Fare giornalismo è oggi sempre più solo mettere insieme dati raccolti al volo, riempire al più presto spazi fra pubblicità e passare subito ad altro.
Eppure proprio il dramma più attuale, la guerra in Ucraina sta mostrando che l'informazione si fa con persone in carne ed ossa, che sul posto - fino a rischio della vita - attraversano gli avvenimenti, li raccontano e danno voce ai protagonisti. (E anche loro sono troppo spesso free lance senza protezione) Nessuno si sentirebbe informato solo da dispacci ufficiali o voci del web.
E se ciò non bastasse, a mettere in crisi la libertà di informazione e l'indipendenza del giornalismo, nel corso degli anni si è aggiunta l'arroganza di ogni tipo di potere.
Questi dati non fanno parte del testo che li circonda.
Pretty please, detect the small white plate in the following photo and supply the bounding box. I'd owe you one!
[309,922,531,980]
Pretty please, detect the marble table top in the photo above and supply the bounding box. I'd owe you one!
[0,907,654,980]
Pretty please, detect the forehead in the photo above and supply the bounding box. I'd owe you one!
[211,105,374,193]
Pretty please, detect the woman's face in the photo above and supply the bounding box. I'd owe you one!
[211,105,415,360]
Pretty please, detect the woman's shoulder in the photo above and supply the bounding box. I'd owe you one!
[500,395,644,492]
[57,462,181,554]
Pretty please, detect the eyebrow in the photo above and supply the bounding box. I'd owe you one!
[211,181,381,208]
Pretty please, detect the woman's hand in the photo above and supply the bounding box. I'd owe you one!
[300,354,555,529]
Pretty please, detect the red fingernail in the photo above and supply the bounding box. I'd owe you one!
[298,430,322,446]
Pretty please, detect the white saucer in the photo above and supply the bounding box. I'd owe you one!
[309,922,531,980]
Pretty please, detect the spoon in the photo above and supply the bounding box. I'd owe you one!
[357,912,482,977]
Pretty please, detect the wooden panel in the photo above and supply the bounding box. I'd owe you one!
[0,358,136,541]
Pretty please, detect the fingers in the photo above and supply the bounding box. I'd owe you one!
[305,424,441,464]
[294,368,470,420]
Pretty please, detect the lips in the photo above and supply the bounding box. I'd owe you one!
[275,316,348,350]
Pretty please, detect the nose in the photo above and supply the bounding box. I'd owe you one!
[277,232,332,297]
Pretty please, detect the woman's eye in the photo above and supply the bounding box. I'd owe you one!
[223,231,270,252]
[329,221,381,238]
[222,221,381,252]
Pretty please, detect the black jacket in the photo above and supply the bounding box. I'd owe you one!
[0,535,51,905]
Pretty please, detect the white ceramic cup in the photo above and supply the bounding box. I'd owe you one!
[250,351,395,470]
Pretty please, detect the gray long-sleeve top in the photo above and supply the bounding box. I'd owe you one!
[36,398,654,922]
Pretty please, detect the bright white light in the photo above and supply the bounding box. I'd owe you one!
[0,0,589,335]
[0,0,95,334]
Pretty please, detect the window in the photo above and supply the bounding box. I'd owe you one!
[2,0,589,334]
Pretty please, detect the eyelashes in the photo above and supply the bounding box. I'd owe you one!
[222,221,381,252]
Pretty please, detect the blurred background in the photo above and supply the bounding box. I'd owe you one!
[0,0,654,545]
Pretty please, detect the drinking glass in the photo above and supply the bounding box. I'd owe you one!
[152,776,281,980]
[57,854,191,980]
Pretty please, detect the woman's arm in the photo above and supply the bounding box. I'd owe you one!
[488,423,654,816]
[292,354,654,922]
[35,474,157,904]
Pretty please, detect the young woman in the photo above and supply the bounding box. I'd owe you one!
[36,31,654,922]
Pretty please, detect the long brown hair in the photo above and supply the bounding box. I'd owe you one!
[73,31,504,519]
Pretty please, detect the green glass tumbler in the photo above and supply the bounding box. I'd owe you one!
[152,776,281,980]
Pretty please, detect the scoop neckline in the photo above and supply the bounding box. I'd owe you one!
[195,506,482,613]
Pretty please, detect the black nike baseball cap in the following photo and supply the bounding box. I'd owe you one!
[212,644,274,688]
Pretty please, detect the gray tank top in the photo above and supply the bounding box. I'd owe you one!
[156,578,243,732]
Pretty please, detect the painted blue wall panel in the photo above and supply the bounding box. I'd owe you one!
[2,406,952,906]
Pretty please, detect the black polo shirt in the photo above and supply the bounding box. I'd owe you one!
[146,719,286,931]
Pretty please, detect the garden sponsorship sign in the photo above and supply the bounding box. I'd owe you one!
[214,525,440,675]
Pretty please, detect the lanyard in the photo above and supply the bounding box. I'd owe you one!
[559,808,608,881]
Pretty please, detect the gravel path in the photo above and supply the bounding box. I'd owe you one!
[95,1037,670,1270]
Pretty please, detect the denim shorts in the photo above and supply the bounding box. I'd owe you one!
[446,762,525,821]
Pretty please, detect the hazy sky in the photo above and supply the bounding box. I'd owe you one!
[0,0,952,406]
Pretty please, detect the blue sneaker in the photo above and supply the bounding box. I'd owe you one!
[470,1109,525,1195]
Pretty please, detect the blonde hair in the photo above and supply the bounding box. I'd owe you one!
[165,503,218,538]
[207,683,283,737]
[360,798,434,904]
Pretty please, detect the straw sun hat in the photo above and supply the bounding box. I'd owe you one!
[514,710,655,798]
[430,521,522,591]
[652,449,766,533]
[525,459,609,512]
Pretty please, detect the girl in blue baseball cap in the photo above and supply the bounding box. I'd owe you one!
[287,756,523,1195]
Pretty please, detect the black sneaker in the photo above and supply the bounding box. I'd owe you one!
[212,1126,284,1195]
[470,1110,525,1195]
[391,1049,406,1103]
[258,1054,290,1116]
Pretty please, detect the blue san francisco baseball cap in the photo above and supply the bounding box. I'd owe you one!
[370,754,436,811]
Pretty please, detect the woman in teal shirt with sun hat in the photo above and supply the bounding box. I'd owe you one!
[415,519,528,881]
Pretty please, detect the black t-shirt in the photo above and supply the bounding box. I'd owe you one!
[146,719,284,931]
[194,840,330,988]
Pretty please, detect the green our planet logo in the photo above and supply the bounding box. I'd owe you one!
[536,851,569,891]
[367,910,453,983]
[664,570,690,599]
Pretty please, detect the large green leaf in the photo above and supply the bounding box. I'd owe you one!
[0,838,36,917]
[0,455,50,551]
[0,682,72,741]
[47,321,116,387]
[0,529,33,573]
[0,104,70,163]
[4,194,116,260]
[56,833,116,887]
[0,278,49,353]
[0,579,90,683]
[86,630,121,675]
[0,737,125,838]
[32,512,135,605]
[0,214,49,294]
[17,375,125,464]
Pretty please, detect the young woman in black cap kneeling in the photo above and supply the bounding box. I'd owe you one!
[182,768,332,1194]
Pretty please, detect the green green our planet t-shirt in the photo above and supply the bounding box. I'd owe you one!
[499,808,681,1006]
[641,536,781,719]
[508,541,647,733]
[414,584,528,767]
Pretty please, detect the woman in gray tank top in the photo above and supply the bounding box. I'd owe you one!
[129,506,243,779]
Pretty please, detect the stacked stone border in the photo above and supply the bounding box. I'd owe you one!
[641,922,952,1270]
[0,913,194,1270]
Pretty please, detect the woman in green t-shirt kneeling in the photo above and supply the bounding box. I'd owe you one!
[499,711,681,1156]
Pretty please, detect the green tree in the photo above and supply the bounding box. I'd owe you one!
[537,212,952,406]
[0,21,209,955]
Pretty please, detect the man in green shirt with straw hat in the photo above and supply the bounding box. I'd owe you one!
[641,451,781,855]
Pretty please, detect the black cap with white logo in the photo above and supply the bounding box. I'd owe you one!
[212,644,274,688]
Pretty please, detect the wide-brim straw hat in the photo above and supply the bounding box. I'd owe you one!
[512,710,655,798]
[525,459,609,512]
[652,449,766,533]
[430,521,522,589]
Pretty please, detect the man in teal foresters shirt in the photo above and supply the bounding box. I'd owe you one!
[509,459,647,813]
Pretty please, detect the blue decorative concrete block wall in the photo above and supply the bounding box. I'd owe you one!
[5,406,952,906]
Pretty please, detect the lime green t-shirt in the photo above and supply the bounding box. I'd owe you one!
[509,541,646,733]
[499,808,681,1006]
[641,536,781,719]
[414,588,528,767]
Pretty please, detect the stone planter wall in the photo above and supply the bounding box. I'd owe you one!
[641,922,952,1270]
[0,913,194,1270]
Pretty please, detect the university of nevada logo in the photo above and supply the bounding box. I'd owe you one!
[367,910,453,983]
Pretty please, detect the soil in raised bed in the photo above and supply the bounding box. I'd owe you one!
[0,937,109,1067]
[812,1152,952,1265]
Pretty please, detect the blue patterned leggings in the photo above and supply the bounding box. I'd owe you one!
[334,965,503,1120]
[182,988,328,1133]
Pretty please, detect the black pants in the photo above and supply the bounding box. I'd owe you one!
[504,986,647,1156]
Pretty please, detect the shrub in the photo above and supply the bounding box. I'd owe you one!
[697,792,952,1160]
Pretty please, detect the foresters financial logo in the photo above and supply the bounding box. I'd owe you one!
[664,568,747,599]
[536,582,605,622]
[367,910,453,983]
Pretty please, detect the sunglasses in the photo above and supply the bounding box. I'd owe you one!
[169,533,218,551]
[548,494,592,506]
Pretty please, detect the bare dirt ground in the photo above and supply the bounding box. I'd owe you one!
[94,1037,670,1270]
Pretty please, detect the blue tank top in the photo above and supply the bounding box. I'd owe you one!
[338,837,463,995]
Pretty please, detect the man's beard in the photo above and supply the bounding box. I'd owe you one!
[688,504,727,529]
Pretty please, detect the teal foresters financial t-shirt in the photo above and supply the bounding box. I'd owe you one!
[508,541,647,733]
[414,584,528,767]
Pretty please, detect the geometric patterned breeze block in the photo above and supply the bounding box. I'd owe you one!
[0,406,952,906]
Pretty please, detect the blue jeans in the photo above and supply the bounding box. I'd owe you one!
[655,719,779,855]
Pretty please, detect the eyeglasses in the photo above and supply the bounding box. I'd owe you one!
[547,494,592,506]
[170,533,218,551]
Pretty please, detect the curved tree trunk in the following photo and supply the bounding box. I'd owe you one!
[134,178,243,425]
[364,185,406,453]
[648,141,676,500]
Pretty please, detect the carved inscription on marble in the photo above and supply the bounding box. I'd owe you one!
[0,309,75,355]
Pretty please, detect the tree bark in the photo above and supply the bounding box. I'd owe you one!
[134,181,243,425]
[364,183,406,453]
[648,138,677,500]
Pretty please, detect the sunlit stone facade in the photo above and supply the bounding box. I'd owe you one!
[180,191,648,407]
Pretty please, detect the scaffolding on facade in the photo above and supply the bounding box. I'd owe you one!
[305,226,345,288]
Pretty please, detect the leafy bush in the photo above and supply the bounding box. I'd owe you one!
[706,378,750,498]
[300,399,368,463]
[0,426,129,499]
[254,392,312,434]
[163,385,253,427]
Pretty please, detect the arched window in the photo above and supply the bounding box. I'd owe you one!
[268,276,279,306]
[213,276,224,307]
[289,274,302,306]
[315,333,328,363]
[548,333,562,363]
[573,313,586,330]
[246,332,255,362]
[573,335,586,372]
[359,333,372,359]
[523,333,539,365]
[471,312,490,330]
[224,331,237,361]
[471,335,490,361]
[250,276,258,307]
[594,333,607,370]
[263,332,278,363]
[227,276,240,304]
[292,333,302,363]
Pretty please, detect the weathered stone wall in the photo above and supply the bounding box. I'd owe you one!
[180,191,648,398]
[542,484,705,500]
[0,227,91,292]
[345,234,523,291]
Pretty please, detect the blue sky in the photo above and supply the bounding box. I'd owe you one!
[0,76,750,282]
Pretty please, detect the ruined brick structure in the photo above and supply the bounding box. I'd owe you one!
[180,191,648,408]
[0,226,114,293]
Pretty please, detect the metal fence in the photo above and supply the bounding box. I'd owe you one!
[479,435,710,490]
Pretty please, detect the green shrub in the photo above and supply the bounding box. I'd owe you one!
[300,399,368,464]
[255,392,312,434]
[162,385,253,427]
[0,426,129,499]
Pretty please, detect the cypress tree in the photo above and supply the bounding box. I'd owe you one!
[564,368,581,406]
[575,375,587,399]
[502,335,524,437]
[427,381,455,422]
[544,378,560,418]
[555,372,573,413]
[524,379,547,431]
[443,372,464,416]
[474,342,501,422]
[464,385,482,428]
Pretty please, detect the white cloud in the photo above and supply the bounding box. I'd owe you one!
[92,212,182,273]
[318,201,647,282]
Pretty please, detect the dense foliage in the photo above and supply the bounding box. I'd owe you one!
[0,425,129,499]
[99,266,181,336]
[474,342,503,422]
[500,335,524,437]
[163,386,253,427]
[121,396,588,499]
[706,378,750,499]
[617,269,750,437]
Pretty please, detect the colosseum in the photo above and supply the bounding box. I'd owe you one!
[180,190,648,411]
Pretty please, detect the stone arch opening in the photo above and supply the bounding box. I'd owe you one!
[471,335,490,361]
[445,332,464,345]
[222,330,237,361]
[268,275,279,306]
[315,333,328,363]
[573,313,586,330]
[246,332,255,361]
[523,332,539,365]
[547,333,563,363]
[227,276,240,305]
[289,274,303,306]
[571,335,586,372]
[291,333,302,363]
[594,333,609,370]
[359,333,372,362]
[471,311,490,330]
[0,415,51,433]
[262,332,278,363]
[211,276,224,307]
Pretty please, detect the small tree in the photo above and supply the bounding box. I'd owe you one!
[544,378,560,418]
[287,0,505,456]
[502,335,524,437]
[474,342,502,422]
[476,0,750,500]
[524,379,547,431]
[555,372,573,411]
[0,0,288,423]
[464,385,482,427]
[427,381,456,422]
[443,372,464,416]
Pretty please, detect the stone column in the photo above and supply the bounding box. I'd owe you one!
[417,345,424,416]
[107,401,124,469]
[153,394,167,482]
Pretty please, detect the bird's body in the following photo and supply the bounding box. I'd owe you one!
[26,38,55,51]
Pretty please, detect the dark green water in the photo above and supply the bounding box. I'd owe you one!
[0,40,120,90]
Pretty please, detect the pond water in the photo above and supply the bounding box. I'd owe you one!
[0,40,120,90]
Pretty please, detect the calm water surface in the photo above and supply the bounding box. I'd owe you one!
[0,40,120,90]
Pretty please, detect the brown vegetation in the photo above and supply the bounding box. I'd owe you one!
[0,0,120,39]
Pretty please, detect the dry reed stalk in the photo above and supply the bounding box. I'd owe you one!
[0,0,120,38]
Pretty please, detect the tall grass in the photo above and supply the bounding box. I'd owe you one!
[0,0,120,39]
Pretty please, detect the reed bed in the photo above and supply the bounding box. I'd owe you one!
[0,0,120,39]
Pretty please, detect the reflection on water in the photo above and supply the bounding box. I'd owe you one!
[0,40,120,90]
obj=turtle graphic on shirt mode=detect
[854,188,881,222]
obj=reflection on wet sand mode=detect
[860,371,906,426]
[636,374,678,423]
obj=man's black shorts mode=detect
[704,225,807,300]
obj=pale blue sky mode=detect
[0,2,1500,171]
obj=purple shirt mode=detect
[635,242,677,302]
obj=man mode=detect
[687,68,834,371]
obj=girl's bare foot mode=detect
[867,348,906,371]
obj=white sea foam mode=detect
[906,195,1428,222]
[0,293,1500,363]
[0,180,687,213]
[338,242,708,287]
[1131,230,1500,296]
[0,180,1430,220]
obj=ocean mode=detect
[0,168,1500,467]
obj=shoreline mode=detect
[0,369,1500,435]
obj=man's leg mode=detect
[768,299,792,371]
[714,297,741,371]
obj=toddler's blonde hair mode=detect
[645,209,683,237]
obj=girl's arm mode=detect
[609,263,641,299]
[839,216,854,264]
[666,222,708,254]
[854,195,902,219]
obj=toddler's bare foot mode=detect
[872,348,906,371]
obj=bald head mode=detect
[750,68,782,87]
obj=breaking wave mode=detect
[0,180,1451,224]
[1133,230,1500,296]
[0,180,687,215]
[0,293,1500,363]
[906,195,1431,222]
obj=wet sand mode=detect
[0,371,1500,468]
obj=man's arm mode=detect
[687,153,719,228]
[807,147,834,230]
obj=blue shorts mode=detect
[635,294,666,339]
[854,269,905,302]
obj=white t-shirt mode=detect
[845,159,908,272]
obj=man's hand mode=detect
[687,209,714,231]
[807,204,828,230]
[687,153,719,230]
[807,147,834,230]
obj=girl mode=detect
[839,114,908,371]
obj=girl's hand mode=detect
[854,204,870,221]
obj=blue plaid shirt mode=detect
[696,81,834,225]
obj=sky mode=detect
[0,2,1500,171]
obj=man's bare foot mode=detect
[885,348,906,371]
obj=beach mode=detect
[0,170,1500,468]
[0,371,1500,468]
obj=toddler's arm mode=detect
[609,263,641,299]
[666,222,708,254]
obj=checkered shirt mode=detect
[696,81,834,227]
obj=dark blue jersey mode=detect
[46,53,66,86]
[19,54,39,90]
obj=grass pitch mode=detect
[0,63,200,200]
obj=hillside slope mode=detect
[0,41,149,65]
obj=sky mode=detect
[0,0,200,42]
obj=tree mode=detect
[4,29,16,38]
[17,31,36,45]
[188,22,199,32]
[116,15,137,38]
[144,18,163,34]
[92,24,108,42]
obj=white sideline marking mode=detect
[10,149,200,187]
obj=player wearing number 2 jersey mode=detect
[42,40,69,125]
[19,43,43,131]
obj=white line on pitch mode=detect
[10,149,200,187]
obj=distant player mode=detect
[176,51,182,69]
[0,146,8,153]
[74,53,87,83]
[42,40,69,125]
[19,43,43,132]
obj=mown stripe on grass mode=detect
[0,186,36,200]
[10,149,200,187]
Mentre veniamo schiacciati dalla presenza della pubblicità, poteri più forti usano il ricatto della denuncia minacciata a raffica o forme più sottili di manipolazione della verità, di cui spesso i colleghi non hanno modo di essere consapevoli.
A tutto questo fa sfondo la crisi generale dell'editoria che ne ha prodotto l'accentramento in poche mani. Sono 8 i grandi gruppi editoriali che in Italia si dividono tutto: giornali, televisioni, radio e web. È una concentrazione subita quasi sempre da Cdr e sindacato davanti alla prospettiva minacciata della perdita di posti di lavoro (che poi immancabilmente andavano comunque perduti).
Una storia che non ci è estranea: anche nella nostra regione il pluralismo dell'informazione è stato drasticamente ridotto e un editore-imprenditore controlla gran parte dell'informazione e della raccolta pubblicitaria.
Noi chiamiamo tutta la categoria a vigilare in difesa del lavoro di tutti noi e della nostra dignità: con l'impegno di tutti, al di là della concorrenza fra testate o le ricadute nelle redazioni degli scontri di potere in atto nella società, potremo tutelare il lavoro dei singoli insieme a quello di tutta la categoria.
Un ulteriore impegno è quello di dare corso alla Carta di Firenze, cioè lavorare per ridurre il precariato e per l'affermazione del giusto compenso.